Reseña

Imaginemos que espiamos un apartamento exquisito y algo bohemio en Manhattan, donde vemos a una pareja de mediana edad que come en la cocina o se acaricia en el dormitorio, sin que la mujer se moleste ya en sacarse esas medias de lana que tanto le gustan. Son Rebecca y Peter Harris; llevan juntos muchos años y comparten la misma devoción por el arte. La pasión de antes es ahora complicidad y todo parece presagiar que así seguirán sus días, pero de repente aparece Dizzy, el hermano de Rebecca, que tiene poco más de veinte años. El chico se instala en casa de los Harris, buscando consuelo y ayuda tras una época de confusión y adicción a las drogas. Su hermoso cuerpo, que muestra con desenvoltura, es para su cuñado el símbolo de la belleza pura, captada en ese momento mágico en que todo parece aún posible. Bien mirado, Dizzy es Rebecca, pero libre de los estragos del tiempo, y Peter se descubre dispuesto a gozar de nuevo, a apostar por una locura y a pagar su precio.
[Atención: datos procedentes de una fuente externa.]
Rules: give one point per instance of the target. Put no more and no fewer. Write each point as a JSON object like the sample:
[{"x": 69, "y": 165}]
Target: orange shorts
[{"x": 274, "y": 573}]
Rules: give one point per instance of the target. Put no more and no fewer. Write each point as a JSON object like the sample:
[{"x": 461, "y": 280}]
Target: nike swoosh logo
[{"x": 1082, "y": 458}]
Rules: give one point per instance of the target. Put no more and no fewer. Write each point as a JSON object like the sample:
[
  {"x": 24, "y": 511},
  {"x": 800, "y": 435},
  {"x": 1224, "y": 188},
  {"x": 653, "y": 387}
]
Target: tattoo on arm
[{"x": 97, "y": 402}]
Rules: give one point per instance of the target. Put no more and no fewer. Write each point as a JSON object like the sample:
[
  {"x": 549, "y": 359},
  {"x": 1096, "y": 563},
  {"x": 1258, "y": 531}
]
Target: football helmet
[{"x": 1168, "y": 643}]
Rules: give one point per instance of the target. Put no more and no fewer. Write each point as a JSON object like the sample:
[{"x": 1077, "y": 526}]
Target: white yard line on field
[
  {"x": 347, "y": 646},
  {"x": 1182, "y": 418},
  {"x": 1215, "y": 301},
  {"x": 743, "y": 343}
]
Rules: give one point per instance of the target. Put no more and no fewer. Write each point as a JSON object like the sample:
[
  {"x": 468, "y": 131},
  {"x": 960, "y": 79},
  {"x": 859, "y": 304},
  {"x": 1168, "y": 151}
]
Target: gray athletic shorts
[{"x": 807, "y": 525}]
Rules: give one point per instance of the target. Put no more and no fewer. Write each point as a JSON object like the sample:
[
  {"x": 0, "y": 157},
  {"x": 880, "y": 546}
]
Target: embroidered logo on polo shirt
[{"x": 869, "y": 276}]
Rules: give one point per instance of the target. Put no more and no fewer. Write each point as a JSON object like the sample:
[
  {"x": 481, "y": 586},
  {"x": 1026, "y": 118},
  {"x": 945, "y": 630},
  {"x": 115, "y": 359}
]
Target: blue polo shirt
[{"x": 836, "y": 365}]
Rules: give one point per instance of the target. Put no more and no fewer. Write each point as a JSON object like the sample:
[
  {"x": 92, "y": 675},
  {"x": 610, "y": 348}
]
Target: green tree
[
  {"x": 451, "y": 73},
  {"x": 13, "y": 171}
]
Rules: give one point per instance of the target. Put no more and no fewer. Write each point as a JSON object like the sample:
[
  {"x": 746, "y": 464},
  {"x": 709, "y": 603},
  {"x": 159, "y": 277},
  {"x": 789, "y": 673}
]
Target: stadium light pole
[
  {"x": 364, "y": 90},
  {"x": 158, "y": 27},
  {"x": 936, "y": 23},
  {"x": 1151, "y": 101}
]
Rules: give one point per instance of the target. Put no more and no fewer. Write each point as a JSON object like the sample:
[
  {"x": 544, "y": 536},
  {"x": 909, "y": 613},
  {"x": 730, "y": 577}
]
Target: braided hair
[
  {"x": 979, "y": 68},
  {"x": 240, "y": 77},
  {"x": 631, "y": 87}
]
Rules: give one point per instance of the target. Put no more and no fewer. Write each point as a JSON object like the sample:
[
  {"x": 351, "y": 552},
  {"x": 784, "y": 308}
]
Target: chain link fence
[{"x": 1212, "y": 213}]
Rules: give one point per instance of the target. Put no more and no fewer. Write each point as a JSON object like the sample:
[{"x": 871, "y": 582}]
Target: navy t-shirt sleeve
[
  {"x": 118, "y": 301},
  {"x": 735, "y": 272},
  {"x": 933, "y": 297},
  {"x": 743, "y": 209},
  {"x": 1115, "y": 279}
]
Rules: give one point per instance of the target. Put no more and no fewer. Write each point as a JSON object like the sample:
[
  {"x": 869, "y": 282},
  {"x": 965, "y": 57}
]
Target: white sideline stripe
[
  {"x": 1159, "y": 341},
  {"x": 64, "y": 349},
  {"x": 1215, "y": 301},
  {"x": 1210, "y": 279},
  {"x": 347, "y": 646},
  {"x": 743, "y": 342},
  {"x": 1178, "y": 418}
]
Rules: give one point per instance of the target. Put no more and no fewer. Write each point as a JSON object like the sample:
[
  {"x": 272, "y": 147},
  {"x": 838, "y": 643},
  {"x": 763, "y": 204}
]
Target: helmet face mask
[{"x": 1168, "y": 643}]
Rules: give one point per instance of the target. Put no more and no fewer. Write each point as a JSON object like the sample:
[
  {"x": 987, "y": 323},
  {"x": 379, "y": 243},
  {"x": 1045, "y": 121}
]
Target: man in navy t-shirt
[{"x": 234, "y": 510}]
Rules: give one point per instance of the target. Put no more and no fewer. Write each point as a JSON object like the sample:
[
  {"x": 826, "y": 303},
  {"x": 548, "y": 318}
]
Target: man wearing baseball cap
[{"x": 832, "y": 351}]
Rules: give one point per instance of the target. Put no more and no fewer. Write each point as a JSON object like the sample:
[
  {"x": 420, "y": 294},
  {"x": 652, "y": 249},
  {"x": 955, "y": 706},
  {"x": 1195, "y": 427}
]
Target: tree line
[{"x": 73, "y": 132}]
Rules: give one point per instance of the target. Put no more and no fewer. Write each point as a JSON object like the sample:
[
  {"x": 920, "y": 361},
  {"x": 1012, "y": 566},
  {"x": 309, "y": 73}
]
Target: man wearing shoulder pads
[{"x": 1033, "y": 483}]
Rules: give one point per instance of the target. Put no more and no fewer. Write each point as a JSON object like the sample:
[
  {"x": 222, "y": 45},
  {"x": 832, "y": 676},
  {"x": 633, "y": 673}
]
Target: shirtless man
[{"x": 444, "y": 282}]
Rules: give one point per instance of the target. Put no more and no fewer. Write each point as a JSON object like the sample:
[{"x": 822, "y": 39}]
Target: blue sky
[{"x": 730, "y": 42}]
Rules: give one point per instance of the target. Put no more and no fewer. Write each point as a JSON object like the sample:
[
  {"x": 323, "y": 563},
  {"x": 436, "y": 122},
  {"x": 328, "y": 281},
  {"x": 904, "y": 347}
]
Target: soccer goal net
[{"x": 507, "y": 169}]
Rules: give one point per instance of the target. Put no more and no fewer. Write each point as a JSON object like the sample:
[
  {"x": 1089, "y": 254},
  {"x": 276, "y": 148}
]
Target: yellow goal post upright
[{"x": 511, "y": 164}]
La vida se encargará de resolver las dudas de Peter Harris, pero Michael Cunningham lo retrata aquí sin que importen sus arrugas, y consigue algo que solo saben hacer los grandes maestros: que la imperfección de un hombre, su vulnerabilidad, su poquedad, sean finalmente un elogio a lo que de más humano hay en cada uno de nosotros.